III – Entre photos et souvenirs
De mes quatre années de vie parisienne, il me reste un mélange de souvenirs et de photos.
Tout cela se superposant à ce que mes parents se sont racontés au quotidien sur chacune de mes jeunes journées, principalement ma maman et ma marraine qui étaient les reines des pipelettes.
En effet mon père rentrait tard tous les soirs de ses reportages-photos et ne pouvait partager la moindre heure de la journée avec moi. Par contre, il se rattrapait le week-end et me photographiait dans le jardin de la basilique de Montmartre et dès le lundi il me montrait les photos qu’il avait faites tirer par son laboratoire professionnel (la fameuse agence Rapho).
Je possède plusieurs albums de cette époque ainsi que pas mal de planches-contact (impression de la pellicule coupée en bandes) et de rouleaux de négatifs en noir et blanc.
J’ai un excellent souvenir de l’importance de porter un bonnet l’hiver et une casquette l’été si je ne veux pas me réveiller un matin avec une tête en forme de choux tant mes oreilles se décolleraient.
Je me souviens aussi que je sortais par tous les temps avec ma maman. Tout cela pour devenir résistant et même plus aimable et plus coloré si j’accepte mon verre de jus de carotte quotidien.
Dans le quartier, je devins vite célèbre à cause de mes bêtises récurrentes face auxquelles je m’en sortais toujours à bon compte avec ce que ma gentille maman appelait ma « bouille d’ange ».
Par exemple, à cette époque où les supermarchés n’avaient pas encore été inventés, ma maman allait au vrai marché, celui qui laisse tout plein de fruits et légumes un peu pourri quand tout est fini.

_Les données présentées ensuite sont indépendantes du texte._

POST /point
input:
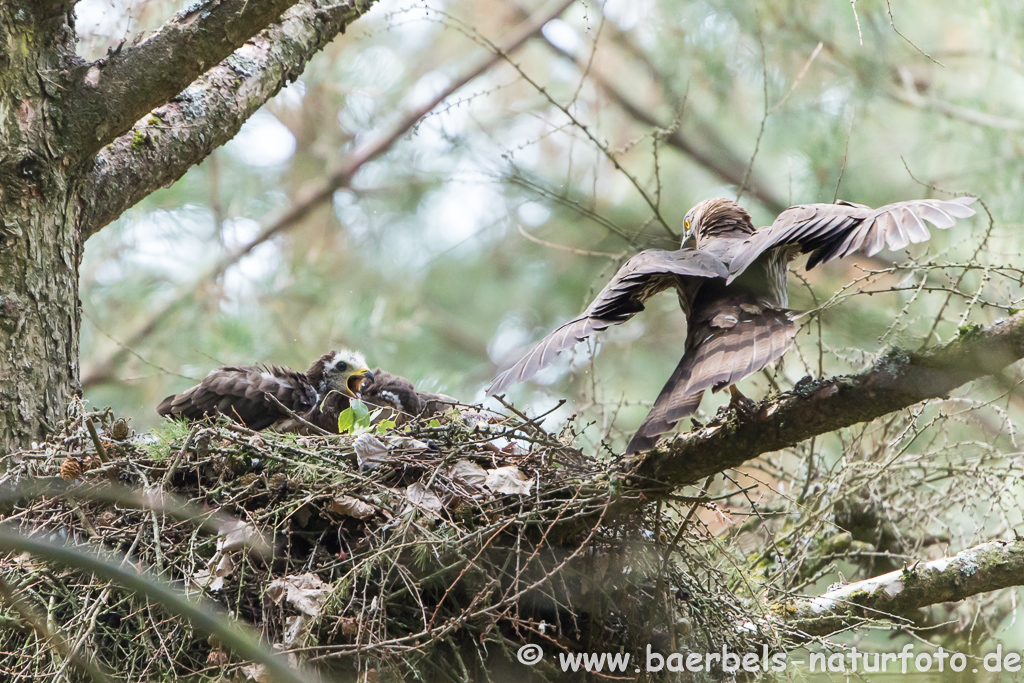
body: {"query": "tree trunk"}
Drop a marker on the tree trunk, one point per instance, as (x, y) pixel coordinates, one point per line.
(40, 247)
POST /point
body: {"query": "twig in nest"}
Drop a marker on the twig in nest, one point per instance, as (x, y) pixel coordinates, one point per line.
(292, 414)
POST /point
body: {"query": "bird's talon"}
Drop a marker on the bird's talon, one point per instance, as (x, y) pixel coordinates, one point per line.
(743, 407)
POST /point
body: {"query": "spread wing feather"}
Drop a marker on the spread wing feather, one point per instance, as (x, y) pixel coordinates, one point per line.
(835, 230)
(639, 279)
(735, 341)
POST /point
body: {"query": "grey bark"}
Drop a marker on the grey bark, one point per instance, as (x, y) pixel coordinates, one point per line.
(55, 188)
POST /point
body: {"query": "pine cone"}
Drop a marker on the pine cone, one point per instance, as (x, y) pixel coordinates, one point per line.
(71, 469)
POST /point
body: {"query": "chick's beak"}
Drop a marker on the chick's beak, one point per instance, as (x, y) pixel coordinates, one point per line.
(357, 379)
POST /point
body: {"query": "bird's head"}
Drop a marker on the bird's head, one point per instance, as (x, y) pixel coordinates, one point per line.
(340, 371)
(719, 217)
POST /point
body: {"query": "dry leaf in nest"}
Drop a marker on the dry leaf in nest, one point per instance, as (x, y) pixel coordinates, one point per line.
(214, 580)
(468, 473)
(247, 479)
(276, 481)
(508, 480)
(237, 536)
(371, 453)
(305, 592)
(423, 498)
(351, 507)
(407, 444)
(254, 672)
(71, 469)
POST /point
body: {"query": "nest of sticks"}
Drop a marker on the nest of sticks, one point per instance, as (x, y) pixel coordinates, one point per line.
(433, 551)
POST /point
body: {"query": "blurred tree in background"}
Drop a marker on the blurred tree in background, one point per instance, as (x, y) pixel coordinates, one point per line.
(454, 179)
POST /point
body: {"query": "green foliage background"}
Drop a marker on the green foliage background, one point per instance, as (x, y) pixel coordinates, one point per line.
(498, 217)
(423, 263)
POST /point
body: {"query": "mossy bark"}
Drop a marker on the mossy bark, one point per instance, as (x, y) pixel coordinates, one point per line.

Un jour, alors que ma maman faisait la queue derrière des gens qui en demandaient encore et encore tout en hésitant encore et encore, j’ai tiré de sous un étal un beau cageot en bois qui craque quand on le casse rempli des tomates que le marchand affichait comme fraîches et bien mûres. Comme je commençais à trouver le temps long à rester sans bouger, je commençais sérieusement à ressentir l’envie de m’amuser. Alors j’ai lancé les tomates les plus rouges très fort sur les pavés et elles faisaient de sacrés « flocs » en s’écrasant, je vous jure, et le jus giclait partout sur la jupes des mamans. J’étais fier de mon coup. Pourtant aussitôt ma maman m’arracha mon bonnet et me tira les oreilles qui ne devaient pas se décoller justement. Quand j’ai aussitôt hurlé et pleuré bien fort le marchand aussi rouge que gros a dit à ma maman « Vous martyrisez votre pauvre gosse pour deux tomates pourries avec lesquelles il a bien le droit de s’amuser ? Mère indigne. Bourreau d’enfants ». Et moi d’ajouter « C’est vrai quoi, je voulais juste vérifier qu’elles étaient bien mures les tomates du gentil marchand ». Ne sachant plus ou se mettre, ma maman s’excusa d’avoir sali le parterre et les habits des clientes, mais qu’elle promettait que cela ne se reproduira plus. Et du coup, elle est repartie sans rien acheter. Dommage car on les aimait tous bien les tomates de ce marchand à la maison…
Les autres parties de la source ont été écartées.